That's all. Just over 100 lines of Python code not counting the test functions.

No solving of systems of linear equations. No Vandermoonde matrix. No Gaussian elimination over Galios Fields to invert matrices. No dependencies. Just plain Python.

With K=16, N=24, encoding 1 MB (16 chunks of 64 KB) takes 1.7s (600 KB/s) on my M2 MacBook Air.

With K=17, N=20, encoding 17 MB (17 chunks of 1 MB) takes 11.2s (1.5 MB/s).

I have not seen an erasure code algorithm that does less work than one dot product per output byte.
Certainly, I haven't found one that is so easy to code!


Update 2:


Update:

I added test_all() to test that the data can be recovered from all possible N-choose-K subsets of chunks.


def start_comb(K, v):
    for i in range(K):
        v[i] = i

def next_comb(K, N, v):
    x = K-1
    while x >= 0:
        if v[x] < N-1:
            v[x] += 1
            for j in range(x+1, K):
                v[j] = v[j-1] + 1
            if v[K-1] < N:
                return False
        x -= 1
    return True

def test_all(K, N, L):
    chunks = gen_data(K, L)
    estart = time.time()
    enc = encode_chunks(K, N, chunks)
    encode_time = time.time() - estart;
    print(f"Encode time: {encode_time:f}s  input rate: {K*L/1024/1024/encode_time:.3f}MB/s")
    enc.update(chunks)
    dstart = time.time()
    valid = K * [0]
    count = 0
    done = False
    start_comb(K, valid)
    while not done:
        temp = {}
        count += 1
        for x in valid:
            temp[x] = enc[x]
        r = recover_original_chunks(K, N, temp)
        assert r == chunks, f"Recovered chunks are not equal the original chunks: {valid}"
        done = next_comb(K, N, valid)
    decode_time = time.time() - dstart;
    print(f"Decode time: {decode_time:f}s {count} combinations {decode_time/count:f}s/combination  input rate: {K*L*count/1024/1024/decode_time:.3f}MB/s")
    print(f"Encode time plus decode time: {encode_time+decode_time:f}s")
    print(f"all_{K}_{N}_{L} {count} combinations succeeded")

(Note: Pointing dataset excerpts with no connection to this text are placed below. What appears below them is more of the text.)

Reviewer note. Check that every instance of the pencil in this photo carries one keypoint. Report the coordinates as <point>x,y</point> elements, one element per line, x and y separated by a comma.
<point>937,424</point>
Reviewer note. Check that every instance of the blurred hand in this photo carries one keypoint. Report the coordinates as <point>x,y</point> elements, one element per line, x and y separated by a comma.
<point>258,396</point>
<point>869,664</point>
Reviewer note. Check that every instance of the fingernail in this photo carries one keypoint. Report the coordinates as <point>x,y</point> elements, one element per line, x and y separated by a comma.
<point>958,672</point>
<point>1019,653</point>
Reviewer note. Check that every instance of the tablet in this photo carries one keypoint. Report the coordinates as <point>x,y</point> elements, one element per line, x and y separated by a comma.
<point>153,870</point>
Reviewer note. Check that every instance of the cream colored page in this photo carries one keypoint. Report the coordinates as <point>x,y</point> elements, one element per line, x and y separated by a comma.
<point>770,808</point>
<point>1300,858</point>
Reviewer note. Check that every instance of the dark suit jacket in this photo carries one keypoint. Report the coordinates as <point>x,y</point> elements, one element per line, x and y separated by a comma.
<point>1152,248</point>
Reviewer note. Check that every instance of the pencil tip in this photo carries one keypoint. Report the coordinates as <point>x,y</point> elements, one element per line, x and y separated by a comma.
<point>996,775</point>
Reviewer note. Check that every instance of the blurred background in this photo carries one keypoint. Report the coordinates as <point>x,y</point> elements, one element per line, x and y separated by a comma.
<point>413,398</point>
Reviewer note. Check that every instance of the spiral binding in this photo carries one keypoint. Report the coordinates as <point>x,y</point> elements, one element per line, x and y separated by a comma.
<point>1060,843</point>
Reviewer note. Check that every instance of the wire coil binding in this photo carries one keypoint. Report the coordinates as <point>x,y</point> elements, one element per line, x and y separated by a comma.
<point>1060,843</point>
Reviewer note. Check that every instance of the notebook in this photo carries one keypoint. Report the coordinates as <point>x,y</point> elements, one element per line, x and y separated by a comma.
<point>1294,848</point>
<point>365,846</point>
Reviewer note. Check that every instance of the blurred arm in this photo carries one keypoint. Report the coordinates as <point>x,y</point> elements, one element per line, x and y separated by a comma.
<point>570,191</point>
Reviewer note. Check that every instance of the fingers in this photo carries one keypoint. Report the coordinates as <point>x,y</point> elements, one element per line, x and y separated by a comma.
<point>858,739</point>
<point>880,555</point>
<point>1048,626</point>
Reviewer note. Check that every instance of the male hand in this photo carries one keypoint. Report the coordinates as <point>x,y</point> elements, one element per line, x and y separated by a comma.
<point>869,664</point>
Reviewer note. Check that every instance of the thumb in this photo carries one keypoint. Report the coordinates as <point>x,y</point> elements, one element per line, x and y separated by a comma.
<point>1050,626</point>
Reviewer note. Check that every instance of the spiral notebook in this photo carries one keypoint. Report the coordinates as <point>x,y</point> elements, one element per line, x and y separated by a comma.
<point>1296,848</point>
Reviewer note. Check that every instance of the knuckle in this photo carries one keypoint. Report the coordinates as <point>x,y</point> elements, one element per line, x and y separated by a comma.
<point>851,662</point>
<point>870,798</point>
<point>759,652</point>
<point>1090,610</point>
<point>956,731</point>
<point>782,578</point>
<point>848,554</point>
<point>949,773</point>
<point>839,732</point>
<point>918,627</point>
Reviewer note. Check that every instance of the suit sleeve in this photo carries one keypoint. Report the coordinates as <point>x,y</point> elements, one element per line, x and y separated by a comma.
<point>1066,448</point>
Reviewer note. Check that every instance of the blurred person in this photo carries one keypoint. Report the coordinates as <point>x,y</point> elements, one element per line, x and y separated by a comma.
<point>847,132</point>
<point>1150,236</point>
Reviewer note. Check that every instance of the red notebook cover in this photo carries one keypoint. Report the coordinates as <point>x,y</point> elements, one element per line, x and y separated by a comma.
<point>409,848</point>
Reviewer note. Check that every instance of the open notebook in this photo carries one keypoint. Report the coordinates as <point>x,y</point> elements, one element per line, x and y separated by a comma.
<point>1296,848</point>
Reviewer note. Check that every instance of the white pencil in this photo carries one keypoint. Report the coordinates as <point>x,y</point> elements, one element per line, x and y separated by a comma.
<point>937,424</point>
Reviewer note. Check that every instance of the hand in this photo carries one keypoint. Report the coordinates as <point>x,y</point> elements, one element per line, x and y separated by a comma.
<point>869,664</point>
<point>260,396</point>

test_all(17, 20, 1024) # 1140 combinations. 17KB input. 10 seconds.
test_all(10, 16, 1024) # 8008 combinations. 10KB input. 1 minute.
test_all(16, 24, 16) # 735471 combinations. 256B input. 9.5 minutes.
test_all(16, 24, 1024) # 735471 combinations. 16KB input. 5 hours.


November 03, 2025

Systematic Reed Solomon erasure code

Problem

Given K bytes (message), compute N bytes (encoded message or codeword) such that the original K bytes can be recovered from any K subset of the N bytes. Assume we are only dealing with missing data, not corrupted data.

Motivation

Why is this useful? There are many practical applications of for this. It can be used to build a data storage system that tolerates N-K storage node failures with only N/K times the space. Over unreliable messaging systems, a message can be sent in N parts and then can be recovered by the receiver if any K out of N parts are received. The new Signal protocol proposes to do that in parts of the protocol.

How?

Conceptually, we can fit a curve through K points with a unique polynomial of degree less than K. Pick another N-K points along the curve. Together, we have N points on the same curve and any K points can be used to recalculate the same curve and recover any of the missing original K points.

Let's pick the output of the polynomial at x = 1 to K to be the K bytes in the message. The encoded message is the output of the polynomial at x = 1 to N. The first K bytes of the encoded message will be identical to the message (systematic). This is a useful property. When bytes 1 to K are not missing, no work needs to be done. If any of these bytes are missing, recompute only those bytes.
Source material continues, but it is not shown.